טכניון מכון טכנולוגי לישראל
הטכניון מכון טכנולוגי לישראל - בית הספר ללימודי מוסמכים  
M.Sc Thesis
M.Sc StudentWinaver Mattan
SubjectClarity-based Query Modification for Information Retrieval
DepartmentDepartment of Industrial Engineering and Management
Supervisors Professor Carmel Domshlak
Professor Oren Kurland
Full Thesis textFull thesis text - English Version


Abstract

Over the past decade or so, the volume of the information available in open-world and enterprise digital libraries has rapidly increased. As a result, the need to search for information in large collections of documents (corpora) has increased as well, and the problem of automated information retrieval has received a growing industrial and research attention.

The primary task of search engines, called ad hoc retrieval, is to provide the user with a sorted list of documents ranked by their purported relevance to a query posed by the user. Since most user queries tend to be short, they do not reveal well the information need of the user and therefore the quality of the results returned by search engines may not be satisfactory.

The pseudo-feedback query expansion is a parametric technique that was developed to improve the retrieval accuracy. It does so by running an initial retrieval using the user's query and then expanding the user's query with terms from the top documents returned by the initial retrieval. However, one problematic issue is the parameter choice made when creating the expanded query. As a result of using a wrong parameter choice, this procedure may augment the user query with terms which are not necessarily related to the user's information need (as some of the documents used to expand the query may be irrelevant) which might cause degradation in retrieval effectiveness.
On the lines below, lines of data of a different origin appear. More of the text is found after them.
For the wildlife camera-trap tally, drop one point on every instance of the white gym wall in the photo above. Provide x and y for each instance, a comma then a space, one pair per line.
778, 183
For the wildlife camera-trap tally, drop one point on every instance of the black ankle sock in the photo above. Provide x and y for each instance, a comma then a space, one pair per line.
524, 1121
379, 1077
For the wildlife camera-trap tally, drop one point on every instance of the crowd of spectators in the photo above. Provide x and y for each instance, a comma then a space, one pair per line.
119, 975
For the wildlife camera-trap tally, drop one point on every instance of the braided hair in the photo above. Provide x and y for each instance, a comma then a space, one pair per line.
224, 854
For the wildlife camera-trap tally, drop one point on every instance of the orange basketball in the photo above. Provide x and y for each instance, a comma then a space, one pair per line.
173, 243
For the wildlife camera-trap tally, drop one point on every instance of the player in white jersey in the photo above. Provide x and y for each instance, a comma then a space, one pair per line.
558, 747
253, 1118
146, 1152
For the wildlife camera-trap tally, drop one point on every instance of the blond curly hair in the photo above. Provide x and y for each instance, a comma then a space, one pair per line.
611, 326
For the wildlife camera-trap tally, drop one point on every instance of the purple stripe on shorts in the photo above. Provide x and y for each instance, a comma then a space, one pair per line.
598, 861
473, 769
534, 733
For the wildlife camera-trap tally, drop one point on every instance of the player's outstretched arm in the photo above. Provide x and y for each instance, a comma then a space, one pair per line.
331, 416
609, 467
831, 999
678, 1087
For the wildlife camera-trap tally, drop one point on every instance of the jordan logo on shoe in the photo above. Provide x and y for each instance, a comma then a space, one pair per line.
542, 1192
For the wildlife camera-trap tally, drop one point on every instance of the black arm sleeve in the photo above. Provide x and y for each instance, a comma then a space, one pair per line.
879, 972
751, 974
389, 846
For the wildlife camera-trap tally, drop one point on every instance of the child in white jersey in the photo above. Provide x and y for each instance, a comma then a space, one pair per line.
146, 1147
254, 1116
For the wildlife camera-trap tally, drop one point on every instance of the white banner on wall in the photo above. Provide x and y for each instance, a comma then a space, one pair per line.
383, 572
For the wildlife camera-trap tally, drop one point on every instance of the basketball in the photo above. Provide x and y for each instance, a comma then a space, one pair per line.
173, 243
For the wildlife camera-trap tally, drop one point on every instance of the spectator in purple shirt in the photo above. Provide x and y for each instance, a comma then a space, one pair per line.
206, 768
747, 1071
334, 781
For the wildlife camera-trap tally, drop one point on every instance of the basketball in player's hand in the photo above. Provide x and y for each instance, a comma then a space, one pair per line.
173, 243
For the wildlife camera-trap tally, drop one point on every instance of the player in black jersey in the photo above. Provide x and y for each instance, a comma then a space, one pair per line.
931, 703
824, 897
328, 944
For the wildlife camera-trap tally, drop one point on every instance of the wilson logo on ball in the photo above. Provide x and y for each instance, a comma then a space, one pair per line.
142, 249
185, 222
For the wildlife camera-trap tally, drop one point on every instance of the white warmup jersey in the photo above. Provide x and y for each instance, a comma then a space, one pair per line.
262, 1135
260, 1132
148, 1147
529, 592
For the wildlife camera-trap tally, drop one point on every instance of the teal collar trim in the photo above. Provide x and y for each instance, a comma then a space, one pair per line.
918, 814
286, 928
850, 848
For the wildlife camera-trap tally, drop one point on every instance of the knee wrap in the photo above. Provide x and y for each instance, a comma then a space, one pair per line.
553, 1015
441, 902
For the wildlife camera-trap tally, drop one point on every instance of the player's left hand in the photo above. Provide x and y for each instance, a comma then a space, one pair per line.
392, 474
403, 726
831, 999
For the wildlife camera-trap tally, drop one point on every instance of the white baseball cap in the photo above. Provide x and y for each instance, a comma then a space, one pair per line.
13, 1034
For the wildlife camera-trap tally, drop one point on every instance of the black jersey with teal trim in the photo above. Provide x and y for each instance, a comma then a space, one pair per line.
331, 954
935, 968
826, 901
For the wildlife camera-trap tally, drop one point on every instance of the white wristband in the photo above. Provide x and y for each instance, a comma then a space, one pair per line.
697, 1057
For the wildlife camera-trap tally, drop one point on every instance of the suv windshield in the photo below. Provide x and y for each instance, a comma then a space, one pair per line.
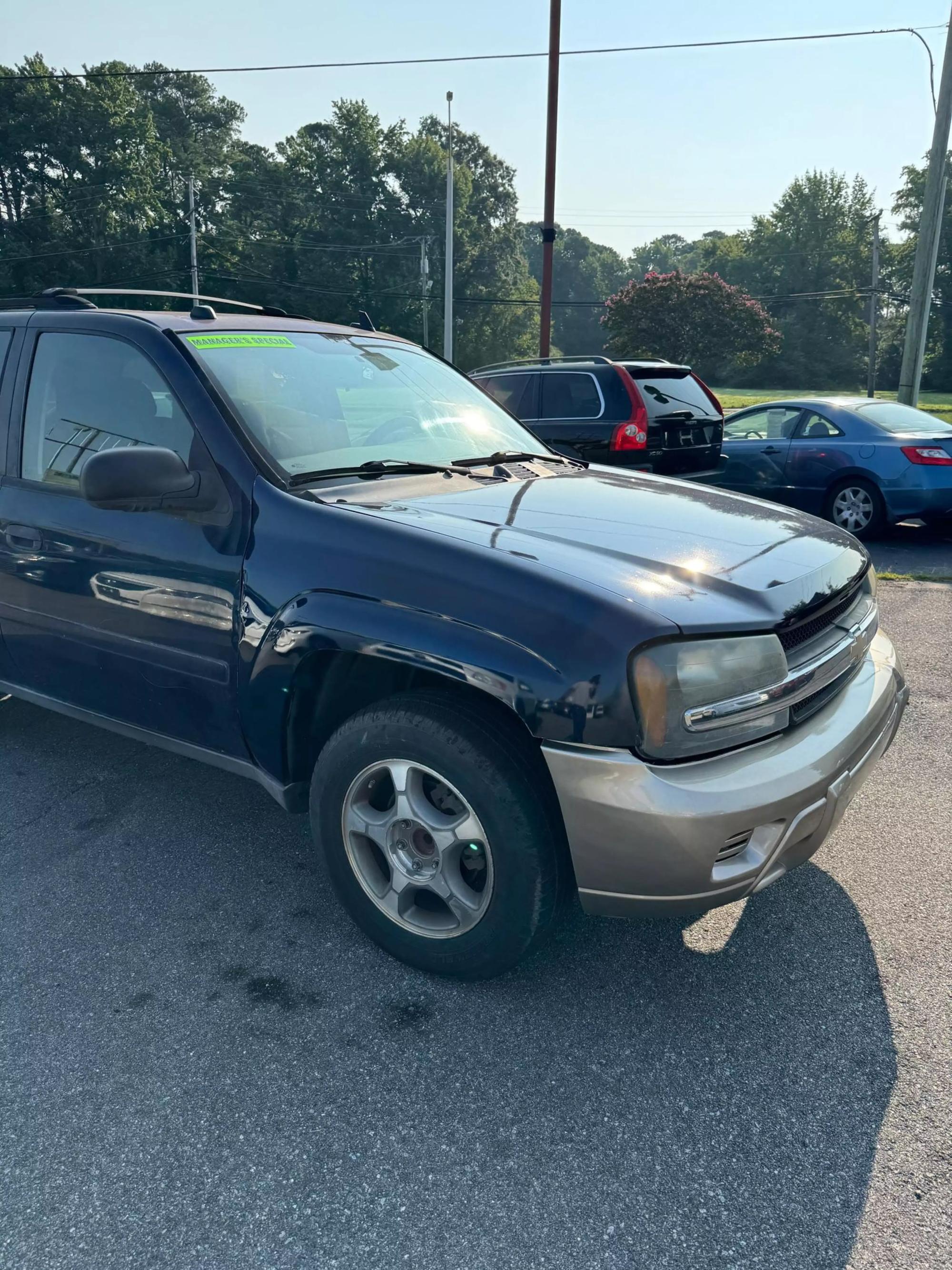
318, 400
904, 420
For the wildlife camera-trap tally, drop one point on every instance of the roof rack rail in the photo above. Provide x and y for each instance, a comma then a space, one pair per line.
545, 361
268, 310
73, 298
54, 298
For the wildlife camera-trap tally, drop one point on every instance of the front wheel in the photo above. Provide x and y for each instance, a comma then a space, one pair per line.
856, 506
440, 835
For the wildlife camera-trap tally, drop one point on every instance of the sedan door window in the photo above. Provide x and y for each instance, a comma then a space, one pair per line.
775, 423
817, 427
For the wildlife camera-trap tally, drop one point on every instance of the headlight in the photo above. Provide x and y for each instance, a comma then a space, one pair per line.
671, 680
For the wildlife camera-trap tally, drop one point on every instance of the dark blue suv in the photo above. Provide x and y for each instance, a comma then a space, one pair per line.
322, 558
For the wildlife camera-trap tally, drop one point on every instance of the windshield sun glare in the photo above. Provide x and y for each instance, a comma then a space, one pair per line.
317, 400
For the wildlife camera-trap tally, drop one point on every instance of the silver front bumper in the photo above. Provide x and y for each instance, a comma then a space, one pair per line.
645, 839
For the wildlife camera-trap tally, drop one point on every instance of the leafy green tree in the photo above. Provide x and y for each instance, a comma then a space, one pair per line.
815, 240
92, 173
694, 318
583, 271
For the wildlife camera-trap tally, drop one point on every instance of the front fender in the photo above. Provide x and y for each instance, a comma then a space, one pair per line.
326, 621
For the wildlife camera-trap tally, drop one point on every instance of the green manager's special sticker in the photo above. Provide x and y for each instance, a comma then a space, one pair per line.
238, 340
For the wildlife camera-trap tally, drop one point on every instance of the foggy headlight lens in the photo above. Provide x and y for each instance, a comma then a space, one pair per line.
671, 679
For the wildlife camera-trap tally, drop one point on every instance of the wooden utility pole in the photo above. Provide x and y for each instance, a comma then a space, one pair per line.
555, 20
927, 244
192, 238
448, 258
874, 308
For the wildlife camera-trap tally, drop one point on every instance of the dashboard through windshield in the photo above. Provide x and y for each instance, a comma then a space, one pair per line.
318, 400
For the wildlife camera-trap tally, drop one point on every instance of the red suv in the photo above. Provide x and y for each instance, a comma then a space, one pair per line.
642, 413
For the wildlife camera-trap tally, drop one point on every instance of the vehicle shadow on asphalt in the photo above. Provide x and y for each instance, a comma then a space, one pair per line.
208, 1065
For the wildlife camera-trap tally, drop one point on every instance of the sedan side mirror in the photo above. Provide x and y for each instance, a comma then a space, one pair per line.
143, 479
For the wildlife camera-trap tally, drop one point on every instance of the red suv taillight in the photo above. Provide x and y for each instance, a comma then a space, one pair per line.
633, 433
930, 456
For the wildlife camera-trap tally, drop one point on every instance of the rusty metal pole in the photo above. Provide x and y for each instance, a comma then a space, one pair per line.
555, 18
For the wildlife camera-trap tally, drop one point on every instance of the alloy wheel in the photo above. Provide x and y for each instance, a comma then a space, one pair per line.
417, 849
853, 509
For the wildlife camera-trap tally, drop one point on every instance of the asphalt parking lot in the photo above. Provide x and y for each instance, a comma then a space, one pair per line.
204, 1063
913, 548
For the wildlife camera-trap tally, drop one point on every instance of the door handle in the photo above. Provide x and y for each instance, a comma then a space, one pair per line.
20, 536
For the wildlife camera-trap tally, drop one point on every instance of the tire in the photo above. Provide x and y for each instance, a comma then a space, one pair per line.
479, 902
859, 502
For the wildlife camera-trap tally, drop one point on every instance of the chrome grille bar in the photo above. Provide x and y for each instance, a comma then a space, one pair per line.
802, 682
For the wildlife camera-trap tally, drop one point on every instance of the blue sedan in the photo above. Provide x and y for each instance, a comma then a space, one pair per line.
860, 463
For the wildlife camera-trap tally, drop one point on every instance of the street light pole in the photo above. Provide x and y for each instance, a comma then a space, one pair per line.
545, 330
192, 237
927, 246
448, 263
874, 308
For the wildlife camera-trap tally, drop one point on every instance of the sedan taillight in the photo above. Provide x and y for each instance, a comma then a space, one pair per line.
928, 456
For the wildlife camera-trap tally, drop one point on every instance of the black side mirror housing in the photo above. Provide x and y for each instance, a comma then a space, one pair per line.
143, 479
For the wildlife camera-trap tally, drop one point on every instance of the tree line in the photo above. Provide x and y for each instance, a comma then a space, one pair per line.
343, 215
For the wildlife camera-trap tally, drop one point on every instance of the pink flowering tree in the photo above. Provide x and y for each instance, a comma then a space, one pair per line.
694, 318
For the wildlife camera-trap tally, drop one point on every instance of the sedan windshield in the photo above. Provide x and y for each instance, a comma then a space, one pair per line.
319, 402
904, 421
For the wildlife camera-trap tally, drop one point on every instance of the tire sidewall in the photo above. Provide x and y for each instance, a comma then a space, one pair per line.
879, 519
505, 804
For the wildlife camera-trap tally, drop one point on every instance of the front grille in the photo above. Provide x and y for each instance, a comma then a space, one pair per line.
813, 627
818, 700
734, 846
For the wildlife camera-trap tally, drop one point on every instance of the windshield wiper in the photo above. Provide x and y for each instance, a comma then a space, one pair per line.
376, 468
512, 456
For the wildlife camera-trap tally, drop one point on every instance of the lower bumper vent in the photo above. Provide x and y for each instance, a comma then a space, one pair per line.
733, 846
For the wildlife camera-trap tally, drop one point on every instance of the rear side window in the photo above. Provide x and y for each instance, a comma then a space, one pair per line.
513, 391
570, 395
92, 393
672, 394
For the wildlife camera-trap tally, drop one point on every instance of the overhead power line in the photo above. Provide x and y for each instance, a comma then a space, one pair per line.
473, 58
87, 250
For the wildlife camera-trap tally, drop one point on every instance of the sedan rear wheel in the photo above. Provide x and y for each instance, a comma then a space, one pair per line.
856, 506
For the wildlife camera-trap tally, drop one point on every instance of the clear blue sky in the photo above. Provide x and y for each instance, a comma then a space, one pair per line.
649, 143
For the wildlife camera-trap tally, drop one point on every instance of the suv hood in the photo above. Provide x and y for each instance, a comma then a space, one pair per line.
699, 557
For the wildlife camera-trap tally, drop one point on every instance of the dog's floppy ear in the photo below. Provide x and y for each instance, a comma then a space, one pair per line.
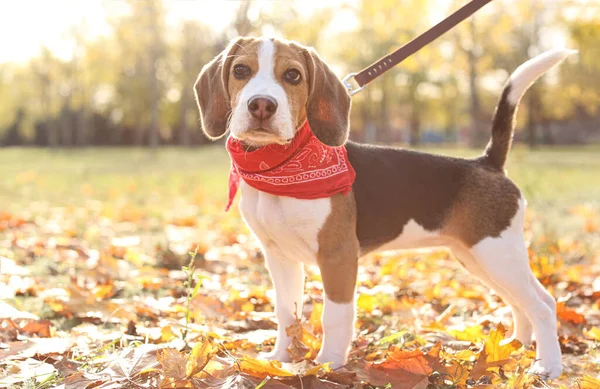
211, 92
328, 106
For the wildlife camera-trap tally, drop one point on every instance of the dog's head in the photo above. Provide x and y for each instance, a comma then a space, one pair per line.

In this thesis, we propose a language-model based approach for addressing the performance robustness problem with respect to free-parameters' values of pseudo-feedback based query expansion methods. Given a query, we create a set of language models representing different forms of its expansion by varying the parameter values of some expansion method. We then select a single model using criteria originally proposed for evaluating the performance of using the original query, or for deciding whether to employ expansion at all.

Experimental results show that these criteria are highly effective in selecting expanded query models that are not only significantly more effective than poor performing ones, but also yield performance that is almost indistinguishable from that provided by the expanded query models selected by a learning procedure, and, for some query expansion methods, from that provided by the manually optimized query models.